Liputan6.com, New York - Negara produsen minyak dan juga eksportir yang tergabung dalam OPEC menyetujui rancangan kesepakatan untuk memangkas produksi minyak. Langkah ini pertama kali dilakukan dalam delapan tahun.
Strategi OPEC ini mengejutkan pelaku pasar yang berharap ada kelanjutkan kenaikan produksi. Katalis itu pun mendorong harga minyak naik lebih dari lima persen di New York.

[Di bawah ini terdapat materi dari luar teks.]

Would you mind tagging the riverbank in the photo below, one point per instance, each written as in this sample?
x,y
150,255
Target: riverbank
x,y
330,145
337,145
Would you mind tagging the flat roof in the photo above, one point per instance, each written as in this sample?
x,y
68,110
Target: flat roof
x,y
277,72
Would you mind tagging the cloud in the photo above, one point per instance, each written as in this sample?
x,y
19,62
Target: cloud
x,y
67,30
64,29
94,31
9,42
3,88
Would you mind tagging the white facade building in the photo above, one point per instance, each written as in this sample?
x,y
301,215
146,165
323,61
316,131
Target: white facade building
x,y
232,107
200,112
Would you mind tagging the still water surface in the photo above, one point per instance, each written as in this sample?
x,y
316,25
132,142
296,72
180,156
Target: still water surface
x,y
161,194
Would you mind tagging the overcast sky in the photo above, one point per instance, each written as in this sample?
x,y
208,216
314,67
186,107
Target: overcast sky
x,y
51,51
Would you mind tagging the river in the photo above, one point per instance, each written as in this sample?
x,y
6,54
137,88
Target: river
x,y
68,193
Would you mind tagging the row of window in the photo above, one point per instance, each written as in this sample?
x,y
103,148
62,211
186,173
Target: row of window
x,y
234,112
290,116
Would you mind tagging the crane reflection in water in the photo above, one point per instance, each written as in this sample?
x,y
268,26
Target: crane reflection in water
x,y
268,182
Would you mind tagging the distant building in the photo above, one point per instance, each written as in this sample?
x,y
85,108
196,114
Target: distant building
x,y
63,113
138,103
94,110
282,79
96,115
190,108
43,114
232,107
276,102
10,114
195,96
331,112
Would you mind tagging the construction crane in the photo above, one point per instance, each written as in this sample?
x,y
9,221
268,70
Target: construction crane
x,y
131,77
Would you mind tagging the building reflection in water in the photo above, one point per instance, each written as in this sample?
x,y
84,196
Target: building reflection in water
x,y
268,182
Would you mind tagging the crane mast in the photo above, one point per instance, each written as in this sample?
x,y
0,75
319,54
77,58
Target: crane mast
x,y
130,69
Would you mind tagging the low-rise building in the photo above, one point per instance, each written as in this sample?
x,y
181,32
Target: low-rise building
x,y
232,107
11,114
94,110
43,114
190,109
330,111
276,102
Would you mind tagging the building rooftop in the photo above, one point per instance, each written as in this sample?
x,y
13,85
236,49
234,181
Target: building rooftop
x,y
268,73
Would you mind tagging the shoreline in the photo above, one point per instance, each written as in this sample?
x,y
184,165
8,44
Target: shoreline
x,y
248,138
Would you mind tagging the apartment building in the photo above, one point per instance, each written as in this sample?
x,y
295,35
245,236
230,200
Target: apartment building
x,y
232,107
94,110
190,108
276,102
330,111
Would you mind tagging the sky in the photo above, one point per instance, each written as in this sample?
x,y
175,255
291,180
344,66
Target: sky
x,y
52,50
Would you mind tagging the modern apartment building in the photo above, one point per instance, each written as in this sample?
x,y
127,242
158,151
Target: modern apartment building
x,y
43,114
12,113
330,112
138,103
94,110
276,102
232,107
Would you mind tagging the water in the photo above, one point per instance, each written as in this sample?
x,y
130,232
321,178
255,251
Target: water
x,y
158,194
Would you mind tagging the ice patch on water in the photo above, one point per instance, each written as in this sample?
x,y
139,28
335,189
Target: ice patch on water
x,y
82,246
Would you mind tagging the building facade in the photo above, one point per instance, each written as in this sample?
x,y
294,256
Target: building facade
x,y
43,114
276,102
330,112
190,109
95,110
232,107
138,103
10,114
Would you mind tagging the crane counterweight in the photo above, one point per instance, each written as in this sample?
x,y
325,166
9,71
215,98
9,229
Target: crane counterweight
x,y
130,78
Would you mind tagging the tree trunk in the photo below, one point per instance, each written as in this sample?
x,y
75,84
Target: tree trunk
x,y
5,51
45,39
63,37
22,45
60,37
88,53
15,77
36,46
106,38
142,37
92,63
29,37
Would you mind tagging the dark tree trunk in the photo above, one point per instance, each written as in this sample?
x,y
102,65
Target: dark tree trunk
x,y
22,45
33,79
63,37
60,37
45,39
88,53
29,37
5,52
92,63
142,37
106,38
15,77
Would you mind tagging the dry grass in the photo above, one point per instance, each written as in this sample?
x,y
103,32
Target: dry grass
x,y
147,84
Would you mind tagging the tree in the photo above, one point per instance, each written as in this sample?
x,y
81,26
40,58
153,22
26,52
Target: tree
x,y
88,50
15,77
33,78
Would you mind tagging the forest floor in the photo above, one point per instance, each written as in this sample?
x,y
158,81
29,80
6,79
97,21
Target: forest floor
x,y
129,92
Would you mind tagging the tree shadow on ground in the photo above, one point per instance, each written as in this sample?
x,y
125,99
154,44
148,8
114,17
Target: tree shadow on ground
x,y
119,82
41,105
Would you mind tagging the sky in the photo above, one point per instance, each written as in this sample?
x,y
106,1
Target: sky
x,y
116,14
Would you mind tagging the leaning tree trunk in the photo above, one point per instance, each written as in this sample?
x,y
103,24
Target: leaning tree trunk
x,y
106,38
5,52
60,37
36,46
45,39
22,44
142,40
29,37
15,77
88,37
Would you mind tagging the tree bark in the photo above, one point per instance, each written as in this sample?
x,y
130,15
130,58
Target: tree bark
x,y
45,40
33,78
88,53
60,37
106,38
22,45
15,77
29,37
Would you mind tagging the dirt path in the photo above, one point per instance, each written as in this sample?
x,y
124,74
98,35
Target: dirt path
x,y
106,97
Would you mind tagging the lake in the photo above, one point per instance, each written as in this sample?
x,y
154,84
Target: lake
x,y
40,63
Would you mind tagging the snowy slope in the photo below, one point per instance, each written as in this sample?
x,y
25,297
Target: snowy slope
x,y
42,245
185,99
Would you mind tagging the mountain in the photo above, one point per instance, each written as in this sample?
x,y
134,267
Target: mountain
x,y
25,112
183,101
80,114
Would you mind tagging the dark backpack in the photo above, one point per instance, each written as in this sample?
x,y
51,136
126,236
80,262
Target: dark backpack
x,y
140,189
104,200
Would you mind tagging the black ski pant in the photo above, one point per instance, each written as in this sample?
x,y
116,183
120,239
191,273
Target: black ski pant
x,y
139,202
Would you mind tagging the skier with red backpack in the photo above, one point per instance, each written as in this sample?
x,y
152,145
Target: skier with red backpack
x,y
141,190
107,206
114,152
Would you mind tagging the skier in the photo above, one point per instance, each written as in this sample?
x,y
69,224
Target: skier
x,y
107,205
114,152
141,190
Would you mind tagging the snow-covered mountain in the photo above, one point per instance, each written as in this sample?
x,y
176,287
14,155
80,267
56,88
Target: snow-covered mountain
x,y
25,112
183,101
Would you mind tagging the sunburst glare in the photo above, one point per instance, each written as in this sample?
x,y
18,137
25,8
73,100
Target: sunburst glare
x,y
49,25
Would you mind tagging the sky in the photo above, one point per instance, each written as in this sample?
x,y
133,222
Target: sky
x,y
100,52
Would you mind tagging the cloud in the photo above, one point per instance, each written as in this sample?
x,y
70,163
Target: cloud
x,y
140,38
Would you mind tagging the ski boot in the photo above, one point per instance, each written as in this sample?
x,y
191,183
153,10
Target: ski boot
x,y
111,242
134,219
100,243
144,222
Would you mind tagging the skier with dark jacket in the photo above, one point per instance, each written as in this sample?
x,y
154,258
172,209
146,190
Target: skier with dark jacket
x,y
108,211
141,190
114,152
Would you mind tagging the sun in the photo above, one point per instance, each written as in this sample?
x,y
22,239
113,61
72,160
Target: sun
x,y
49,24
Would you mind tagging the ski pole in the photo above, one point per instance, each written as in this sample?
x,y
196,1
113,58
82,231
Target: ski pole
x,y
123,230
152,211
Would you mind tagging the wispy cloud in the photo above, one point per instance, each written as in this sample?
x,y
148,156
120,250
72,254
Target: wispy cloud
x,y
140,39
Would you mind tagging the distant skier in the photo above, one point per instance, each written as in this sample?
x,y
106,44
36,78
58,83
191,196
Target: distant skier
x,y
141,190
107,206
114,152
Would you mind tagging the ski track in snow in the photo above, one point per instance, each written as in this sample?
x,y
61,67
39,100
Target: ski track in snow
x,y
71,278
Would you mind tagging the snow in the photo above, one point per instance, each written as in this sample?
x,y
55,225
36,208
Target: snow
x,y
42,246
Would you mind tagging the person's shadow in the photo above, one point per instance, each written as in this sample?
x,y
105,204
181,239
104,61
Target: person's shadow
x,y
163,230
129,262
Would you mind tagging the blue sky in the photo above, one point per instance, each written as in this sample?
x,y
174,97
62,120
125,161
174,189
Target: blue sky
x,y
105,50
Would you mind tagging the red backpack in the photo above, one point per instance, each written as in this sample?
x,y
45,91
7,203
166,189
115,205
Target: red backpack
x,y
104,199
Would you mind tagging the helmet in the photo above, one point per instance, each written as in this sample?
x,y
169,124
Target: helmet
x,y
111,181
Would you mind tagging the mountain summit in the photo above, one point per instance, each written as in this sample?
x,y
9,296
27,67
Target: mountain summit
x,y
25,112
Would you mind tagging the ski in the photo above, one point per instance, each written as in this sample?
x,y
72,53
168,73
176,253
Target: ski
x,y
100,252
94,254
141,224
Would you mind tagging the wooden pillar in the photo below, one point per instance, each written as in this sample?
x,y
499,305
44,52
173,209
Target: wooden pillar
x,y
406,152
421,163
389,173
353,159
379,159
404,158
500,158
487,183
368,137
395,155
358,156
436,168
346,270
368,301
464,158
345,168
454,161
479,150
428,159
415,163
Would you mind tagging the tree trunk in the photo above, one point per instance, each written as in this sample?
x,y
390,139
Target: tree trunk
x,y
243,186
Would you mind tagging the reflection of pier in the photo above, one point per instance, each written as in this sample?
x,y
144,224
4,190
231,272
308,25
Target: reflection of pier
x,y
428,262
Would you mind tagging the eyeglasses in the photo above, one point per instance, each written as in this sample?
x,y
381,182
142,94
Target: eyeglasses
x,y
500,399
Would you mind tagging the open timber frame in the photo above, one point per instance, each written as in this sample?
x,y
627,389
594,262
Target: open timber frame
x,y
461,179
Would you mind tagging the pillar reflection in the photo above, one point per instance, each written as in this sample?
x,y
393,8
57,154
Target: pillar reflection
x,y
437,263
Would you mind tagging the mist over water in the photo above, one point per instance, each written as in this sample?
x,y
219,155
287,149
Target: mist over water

Pada perdagangan Rabu (Kamis pagi WIB), harga minyak Brent naik US$ 2,72 atau 5,9 persen ke level US$ 48,69 per barel, dan sentuh level tertinggi lebih dari dua minggu di US$ 48,96. Harga minyak West Texas Intermediate (WTI) naik US$ 2,38 atau 5,3 persen ke level US$ 47,05 usai sentuh level US$ 47,45, tertinggi sejak 8 September.
Kesepakatan ini dinilai akan mendorong prospek sektor energi ke depan terutama perusahaan minyak Exxon Mobil Corp. Selain itu juga meningkatkan ekonomi negara kaya minyak yaitu Rusia dan Arab Saudi. Untuk konsumen bagaimana pun juga ini dapat membuat harga bahan bakar minyak lebih tinggi.
Baca Juga
Advertisement
Diperkirakan kesepakatan ini dapat terjadi lantaran Iran dibebaskan dari pembatasan Arab Saudi.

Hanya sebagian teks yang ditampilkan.